Sembra che il problema della innovazione del linguaggio musicale all’inizio del novecento sia improvvisamente esploso, con Schönberg (lui sì grandissimo musicista), come una imprescindibile necessità della nuova musica, tanto che gran parte dei compositori comparsi dopo la Scuola di Vienna si sono persi nella ricerca sul linguaggio trascurando la sostanza della poetica musicale che, ovviamente, va molto oltre quel problema e tocca le corde più intime dell’animo umano; altrimenti non si potrebbe parlare di musica.

La modernità del linguaggio di Rota è invece contenuta nel magico modo di usare dissonanze e modulazioni, continuamente sorprendenti, persino stranianti, ma pur sempre accattivanti e soprattutto orientate a farci entrare nella logica del racconto musicale piuttosto che a tenercene fuori con la perversa volontà di esibire diversità e innovazione.

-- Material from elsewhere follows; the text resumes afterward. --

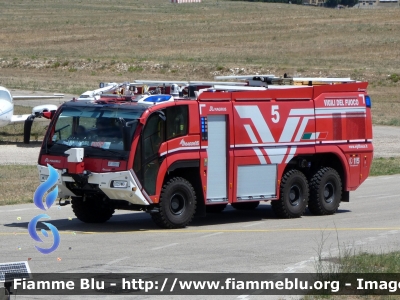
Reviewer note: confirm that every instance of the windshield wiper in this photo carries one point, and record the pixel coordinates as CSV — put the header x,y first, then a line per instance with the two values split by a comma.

La musica è l’arte che più di ogni altra nel novecento ha provato a rinnegare totalmente la propria origine e la propria storia, quasi se ne vergognasse, con una cesura completa, senza misericordia; senza rendersi conto che così facendo tagliava i ponti anche con il suo pubblico. La musica che chiamiamo “classica” è sempre stata musica “contemporanea”, ha avuto rapporti di odio e amore con il suo pubblico, ma è stata sempre capita e, quale più quale meno, accettata come musica del proprio tempo; l’opera di Rota può darsi che non piaccia a tutti (io l’ho trovata meravigliosa) ma non si può minimamente immaginarne qualsivoglia forma di rigetto da parte del pubblico, né può esserne negata la modernità o – ricordando che ha ormai mezzo secolo – la contemporaneità.

Da questo punto di vista vorrei dire che possiamo considerare Nino Rota come un vero eroe della resistenza alle lusinghe di Darmstadt e alfiere di una musicalità genuina, friendly, tanto profondamente radicata nella storia quanto proiettata nella contemporaneità, senza il complesso di dover apparire e neppure quello di voler piacere, tesa solo a capire e farsi capire.